When Funchess arrived at Ann Arbor, he was immediately submitted into the lineup, although not always as a starter. Funchess started five out of 13 games and showed the coaching staff and Michigan fans that he was going to be a handful to cover and fun to watch. Funchess finished 2012 with 15 catches for 234 yards and five touchdowns. Funchess's immediate impact was noticed nationally as he was named to the Football Writers Association of America Freshman All-America Team and the All-Big Ten Freshman Team.

Funchess continued to improve his sophomore year, starting nine of 13 games, totaling 49 catches for 748 yards and six touchdowns. He was named the Big Ten Tight End of the Year, All Big-Ten First Team and Sporting News All-Big Ten Team. Funchess had his best game vs. Minnesota, making seven catches for 151 yards and one touchdown. He followed that performance with a 4 reception, 112 yard, two touchdown explosion vs. Penn State. Funchess was voted All-Big Ten second team by the coaches and first team by the media. Funchess was also honored as the Big Ten Kwalick-Clark Tight End of the Year.

2014 was more of the same from Funchess; strong statistics and continued growth in his overall game. Funchess finished the season with 62 catches, 733 yards, and four touchdowns. Funchess wasn't as explosive as his freshman and sophomore year, but part of the reason was that defenses were keying on him. He still managed to add thirteen catches to his total from a year before and prove that he can produce even when he is the target the defense is trying to stop. Once again Funchess was voted All Big-Ten Second Team by the coaches and Funchess also started every game for the first time at Michigan. Funchess blew up vs. Appalachian State, making seven catches for 95 yards and three touchdowns. The following week he had nine catches for 107 yards at Notre Dame, so his explosive week against a lesser opponent in Appalachian State was not an aberration. Funchess became a weapon, and Michigan used him as much as possible.

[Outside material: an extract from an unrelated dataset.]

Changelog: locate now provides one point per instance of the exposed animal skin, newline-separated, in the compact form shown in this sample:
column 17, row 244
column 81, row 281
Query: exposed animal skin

Funchess decided to forgo his senior year and declare for the draft as a true junior. Funchess didn't have a great combine (4.70 in the 40, 17 reps on the bench, 38.5 vertical leap, and 122 inch broad jump) but players that are 6'5 and know how to use their large frames can get away with being slightly slower. If Funchess is to become a complete tight end in the NFL, he'll need to get stronger to become a better blocker. One reason Funchess may not be a strong fit in New England is redundancy- he is very similar to Tim Wright, but having three tight ends who are matchup nightmares is not the worst scenario, especially for a gifted game-planner like Belichick. The Patriots need more weapons in the passing game, so even with the presence of Wright, Funchess may still be an option for New England.